£1 million spent on policing for West Midlands football matches
More than £1 million was spent on matchday policing by top football clubs in the West Midlands last season, new figures have revealed.
The money received by West Midlands Police has been revealed under the Freedom of Information Act, and recently relegated Aston Villa racked up the heftiest bill at £324,400.
West Bromwich Albion were second among clubs in the region, paying out £232,900 for the 2015/16 campaign, while Birmingham City followed closely behind in third, spending £219,600.
Wolves spent £180,300, while League One sides Coventry City and Walsall paid bills of £54,000 and £45,800 respectively.

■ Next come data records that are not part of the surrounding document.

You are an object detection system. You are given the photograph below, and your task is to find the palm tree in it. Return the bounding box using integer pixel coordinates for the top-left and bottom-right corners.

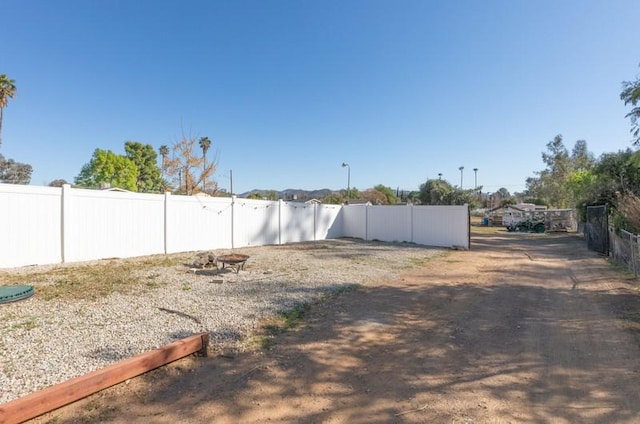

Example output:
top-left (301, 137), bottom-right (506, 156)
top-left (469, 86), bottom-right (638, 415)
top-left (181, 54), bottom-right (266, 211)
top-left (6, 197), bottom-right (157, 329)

top-left (198, 136), bottom-right (211, 190)
top-left (0, 74), bottom-right (17, 147)
top-left (159, 145), bottom-right (169, 170)
top-left (158, 145), bottom-right (170, 191)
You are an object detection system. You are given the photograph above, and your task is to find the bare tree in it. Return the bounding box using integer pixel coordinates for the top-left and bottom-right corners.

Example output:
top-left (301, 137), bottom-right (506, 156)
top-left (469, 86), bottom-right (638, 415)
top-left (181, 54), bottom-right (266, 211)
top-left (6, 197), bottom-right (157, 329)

top-left (164, 135), bottom-right (218, 195)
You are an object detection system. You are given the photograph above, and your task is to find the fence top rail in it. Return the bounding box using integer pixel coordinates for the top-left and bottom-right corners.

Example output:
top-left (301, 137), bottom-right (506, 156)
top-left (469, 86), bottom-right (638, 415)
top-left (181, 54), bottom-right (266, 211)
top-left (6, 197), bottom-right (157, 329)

top-left (620, 229), bottom-right (640, 241)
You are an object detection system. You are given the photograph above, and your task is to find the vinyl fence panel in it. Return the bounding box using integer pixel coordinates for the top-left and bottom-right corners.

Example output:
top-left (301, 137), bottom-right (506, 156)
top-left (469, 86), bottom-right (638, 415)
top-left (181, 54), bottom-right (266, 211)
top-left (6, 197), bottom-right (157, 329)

top-left (0, 184), bottom-right (62, 268)
top-left (412, 205), bottom-right (469, 248)
top-left (65, 189), bottom-right (165, 262)
top-left (367, 205), bottom-right (412, 242)
top-left (233, 198), bottom-right (280, 247)
top-left (341, 205), bottom-right (367, 240)
top-left (280, 201), bottom-right (315, 243)
top-left (315, 204), bottom-right (343, 240)
top-left (166, 195), bottom-right (232, 253)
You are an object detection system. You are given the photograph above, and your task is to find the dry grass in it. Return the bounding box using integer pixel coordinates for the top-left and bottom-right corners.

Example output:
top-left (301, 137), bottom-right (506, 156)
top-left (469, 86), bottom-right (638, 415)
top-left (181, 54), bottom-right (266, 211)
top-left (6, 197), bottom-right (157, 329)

top-left (0, 255), bottom-right (186, 301)
top-left (617, 193), bottom-right (640, 233)
top-left (471, 224), bottom-right (506, 235)
top-left (470, 216), bottom-right (505, 235)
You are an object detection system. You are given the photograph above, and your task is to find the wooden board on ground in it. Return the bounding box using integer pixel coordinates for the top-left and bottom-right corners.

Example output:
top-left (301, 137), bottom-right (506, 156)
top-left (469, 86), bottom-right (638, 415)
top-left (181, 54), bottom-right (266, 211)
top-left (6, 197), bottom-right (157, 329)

top-left (0, 332), bottom-right (209, 424)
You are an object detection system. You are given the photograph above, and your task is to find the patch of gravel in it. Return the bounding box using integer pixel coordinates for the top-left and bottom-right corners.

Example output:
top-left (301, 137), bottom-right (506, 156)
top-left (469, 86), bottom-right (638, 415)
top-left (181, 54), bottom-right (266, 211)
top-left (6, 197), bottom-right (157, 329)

top-left (0, 239), bottom-right (444, 404)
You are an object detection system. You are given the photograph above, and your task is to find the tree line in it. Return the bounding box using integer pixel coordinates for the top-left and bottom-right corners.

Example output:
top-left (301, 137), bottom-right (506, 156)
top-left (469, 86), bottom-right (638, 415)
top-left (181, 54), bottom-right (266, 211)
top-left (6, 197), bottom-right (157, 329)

top-left (1, 61), bottom-right (640, 212)
top-left (516, 64), bottom-right (640, 232)
top-left (522, 135), bottom-right (640, 233)
top-left (74, 135), bottom-right (218, 195)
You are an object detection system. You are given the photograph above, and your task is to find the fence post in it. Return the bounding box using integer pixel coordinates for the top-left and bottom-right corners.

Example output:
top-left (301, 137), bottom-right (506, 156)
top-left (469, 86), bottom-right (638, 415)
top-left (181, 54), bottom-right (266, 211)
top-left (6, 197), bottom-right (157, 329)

top-left (163, 191), bottom-right (171, 255)
top-left (634, 234), bottom-right (639, 278)
top-left (231, 195), bottom-right (236, 249)
top-left (410, 203), bottom-right (414, 243)
top-left (278, 199), bottom-right (283, 245)
top-left (60, 184), bottom-right (72, 263)
top-left (365, 204), bottom-right (369, 241)
top-left (313, 202), bottom-right (317, 242)
top-left (622, 229), bottom-right (638, 278)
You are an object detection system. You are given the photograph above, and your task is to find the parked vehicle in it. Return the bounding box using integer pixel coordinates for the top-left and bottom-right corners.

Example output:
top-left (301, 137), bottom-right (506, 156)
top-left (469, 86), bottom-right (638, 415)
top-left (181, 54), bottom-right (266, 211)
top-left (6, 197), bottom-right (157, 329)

top-left (507, 218), bottom-right (546, 233)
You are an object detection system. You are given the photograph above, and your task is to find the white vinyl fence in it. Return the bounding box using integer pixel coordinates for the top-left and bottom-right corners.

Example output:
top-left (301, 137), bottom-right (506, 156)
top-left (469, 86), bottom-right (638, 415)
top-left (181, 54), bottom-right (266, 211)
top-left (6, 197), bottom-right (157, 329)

top-left (341, 204), bottom-right (469, 247)
top-left (0, 184), bottom-right (469, 268)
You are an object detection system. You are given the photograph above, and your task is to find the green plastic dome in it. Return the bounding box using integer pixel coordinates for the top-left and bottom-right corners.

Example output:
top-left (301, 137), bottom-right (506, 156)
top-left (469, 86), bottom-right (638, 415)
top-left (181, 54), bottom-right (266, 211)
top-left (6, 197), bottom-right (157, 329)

top-left (0, 285), bottom-right (35, 304)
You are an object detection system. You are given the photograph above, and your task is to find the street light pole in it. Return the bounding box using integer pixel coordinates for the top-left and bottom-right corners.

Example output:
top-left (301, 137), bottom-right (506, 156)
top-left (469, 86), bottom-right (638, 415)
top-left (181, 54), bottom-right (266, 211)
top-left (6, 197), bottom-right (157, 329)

top-left (473, 168), bottom-right (478, 189)
top-left (459, 166), bottom-right (464, 188)
top-left (438, 173), bottom-right (442, 180)
top-left (341, 162), bottom-right (350, 203)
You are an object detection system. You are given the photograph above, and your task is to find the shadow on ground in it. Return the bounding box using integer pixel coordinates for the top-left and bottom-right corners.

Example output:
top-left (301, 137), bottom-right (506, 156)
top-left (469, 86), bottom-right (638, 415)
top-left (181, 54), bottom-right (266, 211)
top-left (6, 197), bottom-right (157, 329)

top-left (34, 232), bottom-right (640, 424)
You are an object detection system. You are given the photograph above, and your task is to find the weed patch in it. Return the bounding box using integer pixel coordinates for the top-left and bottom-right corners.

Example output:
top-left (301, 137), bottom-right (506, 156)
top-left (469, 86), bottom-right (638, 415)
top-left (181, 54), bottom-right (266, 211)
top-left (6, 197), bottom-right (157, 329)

top-left (0, 255), bottom-right (194, 301)
top-left (250, 284), bottom-right (360, 351)
top-left (11, 316), bottom-right (38, 331)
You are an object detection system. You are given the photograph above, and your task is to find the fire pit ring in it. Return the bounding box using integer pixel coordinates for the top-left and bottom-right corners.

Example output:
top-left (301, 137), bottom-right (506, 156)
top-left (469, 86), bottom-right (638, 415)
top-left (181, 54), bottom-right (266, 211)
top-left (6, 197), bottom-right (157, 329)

top-left (216, 254), bottom-right (250, 273)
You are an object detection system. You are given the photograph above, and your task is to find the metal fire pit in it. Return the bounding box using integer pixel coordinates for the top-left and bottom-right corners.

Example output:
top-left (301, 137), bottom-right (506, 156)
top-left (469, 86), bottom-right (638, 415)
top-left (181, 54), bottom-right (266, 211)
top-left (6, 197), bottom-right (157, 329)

top-left (217, 254), bottom-right (249, 273)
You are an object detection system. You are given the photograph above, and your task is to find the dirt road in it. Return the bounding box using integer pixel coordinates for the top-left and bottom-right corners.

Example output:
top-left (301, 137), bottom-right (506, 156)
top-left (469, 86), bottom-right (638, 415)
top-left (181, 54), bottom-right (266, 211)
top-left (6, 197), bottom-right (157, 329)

top-left (33, 232), bottom-right (640, 423)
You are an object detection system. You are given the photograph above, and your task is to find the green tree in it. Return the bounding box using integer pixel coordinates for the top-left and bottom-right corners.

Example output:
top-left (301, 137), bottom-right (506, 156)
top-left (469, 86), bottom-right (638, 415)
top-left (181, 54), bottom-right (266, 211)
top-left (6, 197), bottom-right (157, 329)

top-left (124, 141), bottom-right (163, 192)
top-left (449, 188), bottom-right (478, 207)
top-left (0, 154), bottom-right (32, 184)
top-left (621, 66), bottom-right (640, 145)
top-left (529, 198), bottom-right (549, 207)
top-left (264, 190), bottom-right (278, 200)
top-left (419, 179), bottom-right (454, 205)
top-left (566, 170), bottom-right (597, 201)
top-left (345, 187), bottom-right (360, 202)
top-left (590, 149), bottom-right (640, 202)
top-left (362, 188), bottom-right (387, 204)
top-left (501, 198), bottom-right (516, 207)
top-left (497, 187), bottom-right (511, 198)
top-left (0, 74), bottom-right (16, 147)
top-left (571, 139), bottom-right (595, 170)
top-left (580, 149), bottom-right (640, 230)
top-left (419, 178), bottom-right (478, 206)
top-left (247, 192), bottom-right (264, 199)
top-left (373, 184), bottom-right (398, 204)
top-left (75, 149), bottom-right (138, 191)
top-left (407, 191), bottom-right (421, 204)
top-left (526, 135), bottom-right (592, 208)
top-left (322, 193), bottom-right (345, 204)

Wolves spokesman Josh Power said: "We have a very close working relationship with West Midlands Police. Each fixture is allocated a category by the Safety Advisory Group (SAG) which determines how much policing is required at a game.
"Molineux continues to experience healthy attendances by home and away supporters which, by definition, requires more stewarding and, sometimes, policing costs."
Wolves fans have suffered bad press recently after they were branded one of the worst-behaved fans in the country for the 2014/15 season. Home Office statistics revealed 73 supporters were arrested and 22 banning orders were dished out. Only Manchester United and Leeds United had worse records.
The most notable incident involving Albion fans was in March, when a 17-year-old supporter was arrested after throwing a coin at Chris Brunt following an FA Cup clash at Reading.
Martin Swain, spokesman for Albion, said: "Security will remain a high priority at all matches at The Hawthorns and we continue to work very closely with police to determine the level of policing at all fixtures."
Birmingham City spokesman Colin Tattun, said: "The level of policing depends on a variety of factors such as numbers attending, police intelligence and past history. Consequently the costs of policing can vary season by season."
Walsall, Villa, and Coventry City failed to comment on the figures.